Tehrany began his practice of orthopedic surgery in Staten Island and was a lecturer, teaching minimally-invasive surgery techniques at national and international orthopedic surgery conferences. In 2004, Tehrany joined the faculty of the Department of Orthopedic Surgery at the Mount Sinai School of Medicine in New York City. In 2005, he opened his Manhattan office on Madison Avenue.

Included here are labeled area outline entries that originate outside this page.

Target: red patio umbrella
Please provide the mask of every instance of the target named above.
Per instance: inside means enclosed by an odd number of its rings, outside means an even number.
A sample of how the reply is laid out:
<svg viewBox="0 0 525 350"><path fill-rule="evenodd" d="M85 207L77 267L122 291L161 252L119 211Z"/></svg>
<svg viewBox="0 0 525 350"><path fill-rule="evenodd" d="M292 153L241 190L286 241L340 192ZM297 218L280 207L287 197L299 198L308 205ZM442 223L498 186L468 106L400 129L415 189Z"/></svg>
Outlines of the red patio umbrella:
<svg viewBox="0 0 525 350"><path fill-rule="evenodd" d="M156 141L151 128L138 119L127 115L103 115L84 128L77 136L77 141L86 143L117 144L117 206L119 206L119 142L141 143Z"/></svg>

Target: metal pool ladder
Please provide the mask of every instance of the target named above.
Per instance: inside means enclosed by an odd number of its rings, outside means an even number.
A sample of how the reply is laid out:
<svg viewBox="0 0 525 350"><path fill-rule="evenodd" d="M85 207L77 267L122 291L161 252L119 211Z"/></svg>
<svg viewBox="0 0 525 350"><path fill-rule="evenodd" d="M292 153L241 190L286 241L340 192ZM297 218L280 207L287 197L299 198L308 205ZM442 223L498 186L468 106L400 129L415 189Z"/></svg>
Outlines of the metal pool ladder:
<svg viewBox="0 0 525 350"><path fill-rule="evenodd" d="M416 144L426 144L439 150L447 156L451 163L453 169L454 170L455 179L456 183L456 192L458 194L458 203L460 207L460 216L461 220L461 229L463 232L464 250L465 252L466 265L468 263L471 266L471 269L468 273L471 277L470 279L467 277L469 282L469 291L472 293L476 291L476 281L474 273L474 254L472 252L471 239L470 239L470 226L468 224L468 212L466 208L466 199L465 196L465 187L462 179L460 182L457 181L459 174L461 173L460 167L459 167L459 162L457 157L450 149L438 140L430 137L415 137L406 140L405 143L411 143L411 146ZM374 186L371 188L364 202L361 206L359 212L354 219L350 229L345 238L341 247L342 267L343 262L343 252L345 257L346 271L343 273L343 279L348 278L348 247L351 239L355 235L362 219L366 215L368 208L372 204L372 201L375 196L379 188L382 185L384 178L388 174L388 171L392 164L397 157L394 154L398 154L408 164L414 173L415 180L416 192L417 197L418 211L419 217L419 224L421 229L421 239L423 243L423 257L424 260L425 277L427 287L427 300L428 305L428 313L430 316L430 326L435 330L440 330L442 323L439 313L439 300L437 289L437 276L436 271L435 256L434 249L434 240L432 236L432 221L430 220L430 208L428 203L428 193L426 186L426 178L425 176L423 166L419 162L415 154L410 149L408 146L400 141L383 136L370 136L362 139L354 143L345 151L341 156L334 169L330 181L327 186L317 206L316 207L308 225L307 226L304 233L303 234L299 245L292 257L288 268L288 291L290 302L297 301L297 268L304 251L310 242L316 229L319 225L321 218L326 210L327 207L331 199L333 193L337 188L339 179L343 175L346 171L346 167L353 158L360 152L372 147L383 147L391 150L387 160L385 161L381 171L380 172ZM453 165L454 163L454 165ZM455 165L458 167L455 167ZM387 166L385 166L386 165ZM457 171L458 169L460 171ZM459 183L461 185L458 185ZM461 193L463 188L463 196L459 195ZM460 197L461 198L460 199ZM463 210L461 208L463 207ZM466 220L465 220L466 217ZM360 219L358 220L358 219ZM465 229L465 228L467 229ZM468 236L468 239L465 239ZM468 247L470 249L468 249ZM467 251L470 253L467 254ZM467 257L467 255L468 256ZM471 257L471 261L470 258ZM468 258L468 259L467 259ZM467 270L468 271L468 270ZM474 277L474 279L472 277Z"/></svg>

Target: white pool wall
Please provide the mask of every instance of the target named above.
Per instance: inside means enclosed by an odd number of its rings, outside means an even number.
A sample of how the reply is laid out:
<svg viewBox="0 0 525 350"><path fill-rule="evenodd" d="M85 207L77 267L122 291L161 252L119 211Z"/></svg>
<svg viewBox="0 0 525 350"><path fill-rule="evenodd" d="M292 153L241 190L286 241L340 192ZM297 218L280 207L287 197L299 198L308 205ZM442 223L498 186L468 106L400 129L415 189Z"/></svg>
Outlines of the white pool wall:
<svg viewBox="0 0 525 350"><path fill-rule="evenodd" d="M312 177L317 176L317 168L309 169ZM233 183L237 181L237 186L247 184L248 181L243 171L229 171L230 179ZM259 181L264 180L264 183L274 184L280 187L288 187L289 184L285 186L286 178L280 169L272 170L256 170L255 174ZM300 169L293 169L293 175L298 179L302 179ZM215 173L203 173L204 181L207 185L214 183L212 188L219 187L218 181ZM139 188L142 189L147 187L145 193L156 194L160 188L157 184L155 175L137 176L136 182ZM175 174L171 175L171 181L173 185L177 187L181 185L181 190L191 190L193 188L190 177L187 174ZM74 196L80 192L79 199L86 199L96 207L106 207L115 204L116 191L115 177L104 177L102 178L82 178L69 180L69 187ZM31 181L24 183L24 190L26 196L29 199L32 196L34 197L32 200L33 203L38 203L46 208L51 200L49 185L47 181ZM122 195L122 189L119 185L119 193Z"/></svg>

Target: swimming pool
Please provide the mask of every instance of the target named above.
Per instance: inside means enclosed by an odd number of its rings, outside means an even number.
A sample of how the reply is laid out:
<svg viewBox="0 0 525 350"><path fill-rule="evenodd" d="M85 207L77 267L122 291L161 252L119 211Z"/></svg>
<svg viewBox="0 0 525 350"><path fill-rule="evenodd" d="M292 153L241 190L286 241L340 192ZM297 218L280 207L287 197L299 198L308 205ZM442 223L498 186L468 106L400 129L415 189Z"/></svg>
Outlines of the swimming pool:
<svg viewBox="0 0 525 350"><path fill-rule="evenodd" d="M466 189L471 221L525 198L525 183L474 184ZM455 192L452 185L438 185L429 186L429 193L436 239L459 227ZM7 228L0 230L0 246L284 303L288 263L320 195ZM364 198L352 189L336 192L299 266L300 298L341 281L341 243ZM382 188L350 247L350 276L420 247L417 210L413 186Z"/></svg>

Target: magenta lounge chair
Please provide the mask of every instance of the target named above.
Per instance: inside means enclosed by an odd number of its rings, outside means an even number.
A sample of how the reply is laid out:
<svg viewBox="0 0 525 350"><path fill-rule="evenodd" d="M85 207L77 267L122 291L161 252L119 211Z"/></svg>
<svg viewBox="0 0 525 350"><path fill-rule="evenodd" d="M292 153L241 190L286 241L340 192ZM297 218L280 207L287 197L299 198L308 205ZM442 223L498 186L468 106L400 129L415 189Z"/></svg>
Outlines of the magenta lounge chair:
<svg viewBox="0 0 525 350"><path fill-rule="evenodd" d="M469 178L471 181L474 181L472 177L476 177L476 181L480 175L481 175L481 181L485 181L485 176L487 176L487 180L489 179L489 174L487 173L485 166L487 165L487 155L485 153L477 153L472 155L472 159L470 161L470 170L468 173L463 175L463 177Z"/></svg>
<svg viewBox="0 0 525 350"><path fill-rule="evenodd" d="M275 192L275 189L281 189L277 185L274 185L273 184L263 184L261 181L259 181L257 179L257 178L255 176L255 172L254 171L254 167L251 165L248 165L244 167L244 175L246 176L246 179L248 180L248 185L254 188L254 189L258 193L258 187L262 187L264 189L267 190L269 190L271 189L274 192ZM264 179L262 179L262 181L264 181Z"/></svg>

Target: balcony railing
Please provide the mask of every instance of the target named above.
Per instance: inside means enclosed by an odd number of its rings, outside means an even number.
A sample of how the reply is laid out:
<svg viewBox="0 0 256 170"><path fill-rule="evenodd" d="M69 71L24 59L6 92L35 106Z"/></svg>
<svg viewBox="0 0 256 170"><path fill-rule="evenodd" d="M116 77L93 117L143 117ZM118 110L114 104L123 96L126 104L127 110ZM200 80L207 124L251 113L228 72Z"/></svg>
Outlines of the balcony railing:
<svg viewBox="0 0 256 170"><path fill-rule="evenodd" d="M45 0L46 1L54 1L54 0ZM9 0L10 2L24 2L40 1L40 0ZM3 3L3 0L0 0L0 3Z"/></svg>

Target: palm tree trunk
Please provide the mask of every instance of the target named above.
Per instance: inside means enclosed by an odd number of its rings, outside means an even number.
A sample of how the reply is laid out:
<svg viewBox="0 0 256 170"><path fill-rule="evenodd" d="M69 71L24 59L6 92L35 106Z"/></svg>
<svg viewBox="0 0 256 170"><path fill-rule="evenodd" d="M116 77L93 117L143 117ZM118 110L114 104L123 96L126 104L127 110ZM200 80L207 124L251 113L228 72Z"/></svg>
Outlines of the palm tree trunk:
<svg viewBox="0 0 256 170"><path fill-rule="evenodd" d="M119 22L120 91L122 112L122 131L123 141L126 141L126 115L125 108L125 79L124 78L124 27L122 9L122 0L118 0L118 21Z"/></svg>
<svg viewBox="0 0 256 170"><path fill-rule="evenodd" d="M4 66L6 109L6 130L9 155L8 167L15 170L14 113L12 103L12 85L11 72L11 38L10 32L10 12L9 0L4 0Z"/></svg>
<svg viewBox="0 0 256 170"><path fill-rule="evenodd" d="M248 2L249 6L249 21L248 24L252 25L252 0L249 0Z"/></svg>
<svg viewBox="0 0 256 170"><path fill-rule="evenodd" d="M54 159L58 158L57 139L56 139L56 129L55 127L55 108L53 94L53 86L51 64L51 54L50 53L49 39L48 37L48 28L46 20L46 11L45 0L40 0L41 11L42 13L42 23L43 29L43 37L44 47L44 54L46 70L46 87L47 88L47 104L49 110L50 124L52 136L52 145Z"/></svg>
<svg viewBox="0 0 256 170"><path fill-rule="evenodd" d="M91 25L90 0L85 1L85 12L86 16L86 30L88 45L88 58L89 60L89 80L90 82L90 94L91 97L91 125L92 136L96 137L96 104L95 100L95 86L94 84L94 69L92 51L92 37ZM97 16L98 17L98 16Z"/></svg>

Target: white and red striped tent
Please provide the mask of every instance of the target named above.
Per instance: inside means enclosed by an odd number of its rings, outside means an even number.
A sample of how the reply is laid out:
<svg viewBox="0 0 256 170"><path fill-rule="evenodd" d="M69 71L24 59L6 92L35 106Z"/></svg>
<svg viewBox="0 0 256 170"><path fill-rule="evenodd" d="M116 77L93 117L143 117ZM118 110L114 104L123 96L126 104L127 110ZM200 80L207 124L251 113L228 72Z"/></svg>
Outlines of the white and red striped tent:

==Professional career and awards==
Tehrany is an assistant clinical professor of orthopedic surgery at the Icahn School of Medicine at Mount Sinai in New York City, where he teaches medical students, orthopedic residents, and the shoulder fellows. He is a member of the Arthroscopy Association of North America and the American Academy of Orthopedic Surgeons. He serves on the board of directors for the New York State Society of Orthopedic Surgeons, as well as the Physicians Advisory Board for the New York County Medical Society. He also serves on the board of directors of the New York University Alumni Association. His interests involve the development of minimally invasive techniques in the management of shoulder and cartilage disorders. His orthopedic research interests began at the Hospital for Special Surgery where he first published work on cartilage metabolism in 1993. He serves as a journal peer reviewer for Arthroscopy: the Journal of Arthroscopic and Related Surgery.

He won awards for his work:

- “Best Doctors”, New York Magazine, 2015 and 2016
- "Top Doctors", Super Doctors, 2015 and 2016
- "Top Doctors", Castle Connolly Medical Ltd., Orthopedic Surgery, 2014, 2015, 2016 and 2017

Since 2018, he's been serving as a NYPD honorary surgeon.

==Publications==
Tehrany has published and presented his research at local, national, and international meetings on topics involving the shoulder, hip, and spine. Partial chronological list:

- Callaway, G.H.; O'Brien S.J; Tehrany, A.M.; (1996): Chiari I malformation and spinal cord injury: cause for concern in contact athletes?, Medicine & Science in Sports & Exercise, Vol. 28, Issue 10, p1218-1220
- Torzilli, P.A.; Tehrany, A.M.; Grigiene, R.; Young, E.; (1996): Effects of misoprostol and prostaglandin E2 on proteoglycan biosynthesis and loss in unloaded and loaded articular cartilage explants, Prostaglandins, Vol. 52, Issue 3, p157-173
- Tehrany, A.M.; Burkhart, S.S.; (2002): Massive Rotator Cuff Tears: Results of Arthroscopic Partial Repair (SS-53), Journal of Arthroscopic and Related Surgery, Vol. 18, Issue 5, p43–44
- Burkhart, S.S.; Tehrany, A.M.; (2002): Arthroscopic subscapularis tendon repair: Technique and preliminary results, Journal of Arthroscopic and Related Surgery, Vol. 18, Issue 5, p454–463
- Burkhart, S.S.; DeBeer, J.F.; Tehrany, A.M.; Parten, P.M.; (2002): Quantifying glenoid bone loss arthroscopically in shoulder instability, Journal of Arthroscopic and Related Surgery, Vol. 18, Issue 5, p488–491
- Braman, J.P.; Tehrany, A.M.; Flatow, E.L.; (2005): Rotator cuff repair, The American Journal of Orthopedics, Vol. 34, Issue 6, p267-270
- Richards, D.P.; Burkhart, S.S.; Tehrany, A.M.; Wirth, M.A; (2007): The Subscapularis Footprint: An Anatomic Description of Its Insertion Site, Journal of Arthroscopic and Related Surgery, Vol. 23, Issue 3, p251–254

==Executive producer==

In 2015, Tehrany, became an executive producer of the feature film Birth of A Nation, directed by Nate Parker. The film stars Parker as Nat Turner, the African-American slave who led a slave rebellion of both free and enslaved blacks in Southampton County, Virginia on August 21, 1831, that resulted in 60 white and more black deaths. The film was to make its world premiere in competition at the Sundance Film Festival in 2016, and won the Audience Award and Grand Jury Prize in the U.S. Dramatic Competition. Fox Searchlight Pictures bought worldwide rights to the film in a $17.5 million deal, the largest deal at the film festival to date.

Thirst Street is the second film produced by Tehrany. It is an American-French comedy drama romance film directed by Nathan Silver, from a screenplay by Silver and C. Mason Wells. It had its world premiere at the Tribeca Film Festival on April 21, 2017, and was released on September 20, 2017, by Samuel Goldwyn Films.